In an MIT Tech Review interview about a year ago, Bengio called travel restrictions placed on African AI researchers traveling to AI conferences — which are frequently held in the U.S. and Europe — unfair and a serious problem.

A Canadian immigration spokesperson declined to respond to questions about individual travel visa applications but said NeurIPS organizers have been in touch since May and supplied a list of conference attendees on October 21 and November 2. Officials noted that a broad range of factors are considered when an individual applies for a travel visa, such as travel documents, the financial means of an individual or their family, and the economic state of a person’s home country.

VentureBeat reached out to a NeurIPS organizing committee spokesperson to find out whether any other researchers planning to the attend the NeurIPS conference or affiliated workshops are experiencing similar denials but did not receive a response before this story was published.

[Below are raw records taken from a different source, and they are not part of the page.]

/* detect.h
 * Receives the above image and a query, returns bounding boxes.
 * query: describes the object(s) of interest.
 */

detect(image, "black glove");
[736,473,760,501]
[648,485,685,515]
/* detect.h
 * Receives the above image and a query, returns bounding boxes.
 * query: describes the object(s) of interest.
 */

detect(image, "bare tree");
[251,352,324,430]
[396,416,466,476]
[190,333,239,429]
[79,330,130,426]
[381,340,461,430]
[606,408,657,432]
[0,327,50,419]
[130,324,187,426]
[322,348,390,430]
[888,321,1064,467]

Black in AI is an independently organized workshop affiliated with the NeurIPS conference. NeurIPS-affiliated workshops are chosen by workshop chairs from submissions to the conference.

Citing the experience of AI researchers attempting to travel to major AI conferences, the Partnership on AI — a conglomerate of major AI companies and humanitarian organizations — in September called for countries to create special travel visas for AI researchers, like the kinds some have created for doctors or entrepreneurs.

Interviews and analysis that accompanied the call for a change in visa policy found AI researchers from Africa, Asia, and Eastern Europe have reported challenges obtaining travel visas to attend AI conferences. People also raised concerns that denial of a visa can rob both the individual declined entry and the wider AI research community, which convenes at conferences to share insights, collaborate with colleagues, and review the latest state-of-the-art or novel AI systems.

“As noted in our visa policy paper, today’s visa application systems constrain the diversity of ideas needed for scientific progress and responsible AI. Governments should consider practices which accelerate reviews of visa applications, create AI visa classifications, train officials in the language of emerging technologies, and empower officials to assist applicants in resolving discrepancies that may otherwise lead to a denial or delay in approval,” Partnership on AI director of policy Lisa Dyer said in a statement provided to VentureBeat.